The prevailing attitude in the Chuang Tzu is that “no one is so long-lived as a child who dies in infancy, and P’eng Tzu [supposed to have lived for many centuries] died young; heaven and earth were born together with me, and all things with me are one.” Time after time we are told that for the enlightened Taoist both death and life are matters of indifference, and in some passages death is even called desirable. Despite the fact that Hsien Taoists later took the Yellow Emperor and Lao Tzu as their patriarchs, in the Chuang Tzu both of these sages are quoted as advising that no importance be attached to either life or death.

Various elements later found in Hsien Taoism are referred to – often derogatorily. A sorcerer, Wu, is elaborately derided. One passage which describes the practice of breath control and gymnastics has often been cited as showing that the Chuang Tzu advocates such exercises. But in fact, this passage says that these are the pursuits of those who are merely “avid for longevity”; the enlightened man, it avers, does not bother with such practices, but regards death calmly, as a natural event. Already in the Chuang Tzu we see the conflict between the immortality cult and Taoist philosophy.

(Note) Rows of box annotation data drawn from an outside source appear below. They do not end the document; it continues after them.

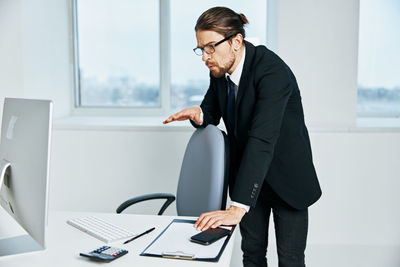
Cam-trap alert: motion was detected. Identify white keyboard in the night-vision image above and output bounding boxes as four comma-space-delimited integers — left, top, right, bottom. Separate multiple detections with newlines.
67, 216, 136, 243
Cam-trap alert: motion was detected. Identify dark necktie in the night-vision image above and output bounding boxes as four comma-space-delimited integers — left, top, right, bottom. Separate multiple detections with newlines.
226, 76, 235, 137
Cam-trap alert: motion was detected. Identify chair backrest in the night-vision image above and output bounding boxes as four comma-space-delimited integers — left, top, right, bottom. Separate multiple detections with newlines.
176, 125, 228, 216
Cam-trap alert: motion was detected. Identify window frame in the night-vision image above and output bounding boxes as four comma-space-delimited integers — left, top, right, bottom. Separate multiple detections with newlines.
71, 0, 171, 116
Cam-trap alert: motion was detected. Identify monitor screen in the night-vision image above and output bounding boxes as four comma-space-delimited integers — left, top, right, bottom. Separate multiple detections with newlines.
0, 98, 53, 256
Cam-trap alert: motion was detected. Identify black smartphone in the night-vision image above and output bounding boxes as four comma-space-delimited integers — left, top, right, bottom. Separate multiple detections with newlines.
190, 227, 231, 245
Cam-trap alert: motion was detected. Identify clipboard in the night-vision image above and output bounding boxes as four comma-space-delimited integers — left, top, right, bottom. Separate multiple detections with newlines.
140, 219, 235, 262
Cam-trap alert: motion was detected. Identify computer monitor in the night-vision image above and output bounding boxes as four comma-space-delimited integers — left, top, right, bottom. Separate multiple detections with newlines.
0, 98, 53, 256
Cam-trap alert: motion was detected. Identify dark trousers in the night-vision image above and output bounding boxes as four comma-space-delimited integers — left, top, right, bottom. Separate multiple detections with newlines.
240, 182, 308, 267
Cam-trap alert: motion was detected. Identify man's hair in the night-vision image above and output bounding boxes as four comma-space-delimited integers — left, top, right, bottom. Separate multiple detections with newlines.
194, 7, 249, 38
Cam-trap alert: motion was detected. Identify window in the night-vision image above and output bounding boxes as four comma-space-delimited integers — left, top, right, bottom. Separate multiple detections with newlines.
75, 0, 160, 107
75, 0, 267, 114
358, 0, 400, 117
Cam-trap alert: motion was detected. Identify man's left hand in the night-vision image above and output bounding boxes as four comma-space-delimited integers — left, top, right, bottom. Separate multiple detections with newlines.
194, 206, 246, 231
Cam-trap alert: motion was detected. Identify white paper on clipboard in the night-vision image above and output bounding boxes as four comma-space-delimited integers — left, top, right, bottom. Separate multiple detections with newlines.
143, 221, 232, 259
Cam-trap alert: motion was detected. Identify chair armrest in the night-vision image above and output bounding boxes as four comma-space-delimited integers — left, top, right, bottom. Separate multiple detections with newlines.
116, 193, 175, 215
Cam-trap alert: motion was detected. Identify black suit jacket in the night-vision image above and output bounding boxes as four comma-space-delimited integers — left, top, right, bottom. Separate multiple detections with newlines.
193, 41, 321, 209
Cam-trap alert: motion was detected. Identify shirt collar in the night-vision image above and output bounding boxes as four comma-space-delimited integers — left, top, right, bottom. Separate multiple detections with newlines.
225, 47, 246, 86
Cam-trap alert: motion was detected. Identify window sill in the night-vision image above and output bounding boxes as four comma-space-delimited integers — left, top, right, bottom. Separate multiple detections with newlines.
53, 116, 194, 131
53, 116, 400, 133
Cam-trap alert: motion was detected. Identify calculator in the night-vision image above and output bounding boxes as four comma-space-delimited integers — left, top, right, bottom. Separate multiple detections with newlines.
79, 246, 128, 261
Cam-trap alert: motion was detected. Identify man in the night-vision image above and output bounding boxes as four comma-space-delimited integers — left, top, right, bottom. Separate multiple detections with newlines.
164, 7, 321, 267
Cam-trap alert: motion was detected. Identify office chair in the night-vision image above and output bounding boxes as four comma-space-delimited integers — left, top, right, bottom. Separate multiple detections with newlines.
116, 125, 229, 216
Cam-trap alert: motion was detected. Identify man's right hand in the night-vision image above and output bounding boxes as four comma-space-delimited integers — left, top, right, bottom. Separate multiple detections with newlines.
163, 106, 203, 125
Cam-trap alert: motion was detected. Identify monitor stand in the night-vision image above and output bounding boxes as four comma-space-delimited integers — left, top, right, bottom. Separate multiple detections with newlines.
0, 159, 44, 257
0, 235, 44, 257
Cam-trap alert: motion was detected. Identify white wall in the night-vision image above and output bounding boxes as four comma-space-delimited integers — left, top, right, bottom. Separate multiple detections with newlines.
0, 0, 400, 267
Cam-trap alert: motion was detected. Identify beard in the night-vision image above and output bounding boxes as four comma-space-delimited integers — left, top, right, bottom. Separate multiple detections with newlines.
207, 55, 235, 78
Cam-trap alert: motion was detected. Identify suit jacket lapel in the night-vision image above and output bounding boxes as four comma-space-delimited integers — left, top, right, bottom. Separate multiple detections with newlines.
235, 41, 255, 110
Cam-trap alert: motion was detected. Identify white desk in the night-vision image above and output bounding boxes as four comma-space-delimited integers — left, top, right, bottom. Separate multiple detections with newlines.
0, 212, 236, 267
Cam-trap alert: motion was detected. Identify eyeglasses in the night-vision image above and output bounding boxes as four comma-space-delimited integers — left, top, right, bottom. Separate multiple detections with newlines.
193, 33, 237, 56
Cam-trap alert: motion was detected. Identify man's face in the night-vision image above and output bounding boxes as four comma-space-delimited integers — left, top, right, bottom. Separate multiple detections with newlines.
196, 31, 235, 78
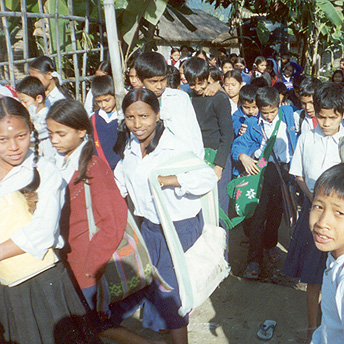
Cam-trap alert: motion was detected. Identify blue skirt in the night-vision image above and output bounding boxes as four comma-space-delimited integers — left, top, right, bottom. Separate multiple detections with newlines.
110, 213, 203, 331
283, 197, 327, 284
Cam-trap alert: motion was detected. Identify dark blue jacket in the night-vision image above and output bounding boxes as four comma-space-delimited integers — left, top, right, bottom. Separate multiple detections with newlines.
232, 105, 297, 176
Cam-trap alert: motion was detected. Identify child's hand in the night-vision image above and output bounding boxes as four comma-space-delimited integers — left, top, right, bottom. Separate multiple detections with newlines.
239, 153, 260, 175
239, 123, 247, 136
214, 165, 223, 180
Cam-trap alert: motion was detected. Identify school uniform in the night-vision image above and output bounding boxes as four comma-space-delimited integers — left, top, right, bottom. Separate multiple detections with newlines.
232, 106, 258, 137
311, 252, 344, 344
232, 106, 296, 264
0, 151, 99, 344
112, 129, 217, 331
91, 109, 123, 171
160, 88, 204, 159
283, 125, 344, 284
45, 86, 66, 109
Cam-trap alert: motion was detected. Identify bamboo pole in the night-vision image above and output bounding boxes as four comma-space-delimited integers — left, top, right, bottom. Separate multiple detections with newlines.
104, 0, 124, 109
68, 0, 80, 100
1, 0, 15, 86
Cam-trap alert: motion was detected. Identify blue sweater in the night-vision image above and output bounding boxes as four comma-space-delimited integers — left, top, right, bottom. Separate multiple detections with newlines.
232, 105, 297, 176
91, 111, 121, 171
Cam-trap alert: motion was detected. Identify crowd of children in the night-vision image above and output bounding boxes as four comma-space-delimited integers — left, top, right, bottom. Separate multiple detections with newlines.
0, 46, 344, 344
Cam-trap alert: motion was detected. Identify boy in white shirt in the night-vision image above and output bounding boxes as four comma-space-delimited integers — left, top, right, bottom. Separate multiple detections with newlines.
135, 52, 204, 159
16, 76, 56, 161
294, 77, 321, 135
309, 164, 344, 344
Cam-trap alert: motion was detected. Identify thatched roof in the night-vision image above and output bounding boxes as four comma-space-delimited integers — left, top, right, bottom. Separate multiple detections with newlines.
157, 10, 229, 45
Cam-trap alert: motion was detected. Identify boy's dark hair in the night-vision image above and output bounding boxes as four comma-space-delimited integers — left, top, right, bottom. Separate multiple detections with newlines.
251, 76, 269, 88
16, 75, 45, 101
91, 75, 115, 98
184, 57, 209, 86
134, 51, 167, 81
300, 76, 321, 97
313, 81, 344, 115
273, 81, 288, 96
256, 86, 280, 110
209, 66, 222, 83
238, 85, 258, 106
167, 66, 180, 88
314, 163, 344, 199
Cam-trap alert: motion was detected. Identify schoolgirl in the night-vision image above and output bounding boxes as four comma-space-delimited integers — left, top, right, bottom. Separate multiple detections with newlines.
115, 89, 217, 344
250, 56, 272, 86
47, 99, 132, 342
224, 70, 244, 115
0, 97, 99, 344
29, 56, 71, 108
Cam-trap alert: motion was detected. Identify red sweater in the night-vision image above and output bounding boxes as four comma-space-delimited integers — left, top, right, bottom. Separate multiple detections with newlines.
61, 156, 128, 289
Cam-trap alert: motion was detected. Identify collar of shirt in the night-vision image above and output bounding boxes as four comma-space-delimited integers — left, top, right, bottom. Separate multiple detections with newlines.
129, 128, 174, 159
313, 124, 344, 144
55, 141, 87, 184
98, 109, 119, 123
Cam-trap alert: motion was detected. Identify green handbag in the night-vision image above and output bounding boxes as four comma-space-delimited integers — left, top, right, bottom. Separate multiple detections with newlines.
227, 110, 283, 226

What, then, is “Taoism”? Clearly, the term has been used to embrace the most diverse doctrines. They may be grouped, in the most general way, under two headings. On the one hand we have philosophic Taoism, a philosophy saying much that is still pertinent even in this day of great sophistication and scientific complexity. This philosophy has not always been studied with the seriousness it deserves, in part because it has often been regarded as a system of mystical incomprehensibilities. Another part of the reason is that it has sometimes been confused with the other kind of Taoism, which I suggest should be known as Hsien Taoism. The doctrines that fall under this heading, aiming at the achievement of immortality by a variety of means, have their roots in ancient Chinese magical practices and an immortality cult. Hsien Taoism also incorporates elements from Confucianism, Moism and Buddhism. But there is one element that we might expect to find which is completely absent from Hsien Taoism. That is the central insight of philosophical Taoism.